It’s their life: Jon Bon Jovi mit einem weiblichen Fan auf der Bühne des Kreuzfahrtschiffes. Foto: Will Byington

Im Hafen von Palma de Mallorca geht der US-Sänger auf die „Norwegian Pearl“, um auf hoher See für seine Fans Konzerte zu geben. Cruise-Partys mit Stars zum Anfassen werden immer beliebter – auch in Deutschland.
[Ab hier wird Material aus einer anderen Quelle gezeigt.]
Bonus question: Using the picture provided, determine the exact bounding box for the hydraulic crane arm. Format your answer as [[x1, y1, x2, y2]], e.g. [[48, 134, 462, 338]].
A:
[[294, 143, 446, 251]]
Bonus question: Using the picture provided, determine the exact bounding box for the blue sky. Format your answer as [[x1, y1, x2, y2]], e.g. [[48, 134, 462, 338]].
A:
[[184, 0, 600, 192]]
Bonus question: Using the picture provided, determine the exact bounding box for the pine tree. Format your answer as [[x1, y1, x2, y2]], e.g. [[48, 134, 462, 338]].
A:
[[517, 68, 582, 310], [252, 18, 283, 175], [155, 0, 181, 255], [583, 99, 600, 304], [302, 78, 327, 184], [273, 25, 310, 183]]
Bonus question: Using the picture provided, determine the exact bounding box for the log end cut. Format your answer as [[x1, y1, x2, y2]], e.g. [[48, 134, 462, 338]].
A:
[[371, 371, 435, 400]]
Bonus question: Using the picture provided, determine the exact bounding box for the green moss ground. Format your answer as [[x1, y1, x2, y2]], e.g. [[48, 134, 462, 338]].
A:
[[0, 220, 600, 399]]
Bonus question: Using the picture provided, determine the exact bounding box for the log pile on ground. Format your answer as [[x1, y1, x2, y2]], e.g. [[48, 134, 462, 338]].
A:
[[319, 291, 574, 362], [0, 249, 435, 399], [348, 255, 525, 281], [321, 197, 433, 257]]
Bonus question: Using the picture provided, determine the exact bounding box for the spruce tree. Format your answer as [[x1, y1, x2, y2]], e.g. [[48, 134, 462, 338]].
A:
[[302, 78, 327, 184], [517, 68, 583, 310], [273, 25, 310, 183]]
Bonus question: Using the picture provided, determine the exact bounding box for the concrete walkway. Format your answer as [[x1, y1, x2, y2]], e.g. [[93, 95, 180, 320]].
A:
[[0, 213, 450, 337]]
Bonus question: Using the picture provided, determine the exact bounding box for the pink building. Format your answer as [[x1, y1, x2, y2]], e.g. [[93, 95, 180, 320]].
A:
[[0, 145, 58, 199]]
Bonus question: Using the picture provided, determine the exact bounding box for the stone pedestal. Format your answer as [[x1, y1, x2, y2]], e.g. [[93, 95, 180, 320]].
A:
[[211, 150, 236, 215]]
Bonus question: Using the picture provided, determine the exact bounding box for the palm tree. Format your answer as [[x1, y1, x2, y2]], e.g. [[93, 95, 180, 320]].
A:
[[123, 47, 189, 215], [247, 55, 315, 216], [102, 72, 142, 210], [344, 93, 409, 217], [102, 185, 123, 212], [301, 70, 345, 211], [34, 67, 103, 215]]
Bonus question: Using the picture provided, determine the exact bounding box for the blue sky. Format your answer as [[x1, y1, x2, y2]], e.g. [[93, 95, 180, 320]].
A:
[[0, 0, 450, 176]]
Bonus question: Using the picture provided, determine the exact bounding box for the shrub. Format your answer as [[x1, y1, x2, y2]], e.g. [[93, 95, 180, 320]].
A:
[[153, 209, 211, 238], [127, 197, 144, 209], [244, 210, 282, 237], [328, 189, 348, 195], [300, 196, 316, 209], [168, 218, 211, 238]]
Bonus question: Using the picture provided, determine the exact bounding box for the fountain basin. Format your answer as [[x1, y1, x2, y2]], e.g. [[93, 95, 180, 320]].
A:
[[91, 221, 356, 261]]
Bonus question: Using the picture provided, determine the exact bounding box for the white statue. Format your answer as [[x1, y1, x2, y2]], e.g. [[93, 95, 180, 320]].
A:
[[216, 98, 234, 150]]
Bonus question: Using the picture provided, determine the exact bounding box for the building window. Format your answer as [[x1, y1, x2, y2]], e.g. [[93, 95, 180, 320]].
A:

Barcelona/Palma de Mallorca - Es soll Leute gegeben haben, die sofort aus der Dusche sprangen, als die Lautsprecheransage in ihre Kabine dröhnte. „Jon ist auf dem Weg zum Hafen. Er wird in 20 Minuten eintreffen“, teilte die freundliche Frauenstimme mit. Gemeint ist Jon Bon Jovi (57), seit 36 Jahren Frontmann und Songschreiber der von ihm gegründeten Stadionrockband Bon Jovi. Nur ist das hier kein Stadion in einer Weltmetropole, sondern das Kreuzfahrtschiff „Norwegian Pearl“ im Mittelmeer, das mit 2000 Passagieren gefüllt ist, von denen die meisten leidenschaftliche Fans des Musikers aus New Jersey sind – so wie der Brite Paul Pullman (52), den die Band 1984 noch vor ihrem Durchbruch mit dem zum Wasserthema passenden „Slippery When Wet“ betört hat. Aufgrund seiner Lookalike-Optik ist er ein beliebtes Fotomotiv an Bord: „Ich bin jetzt schon bei Nummer 33“, sagt er schmunzelnd.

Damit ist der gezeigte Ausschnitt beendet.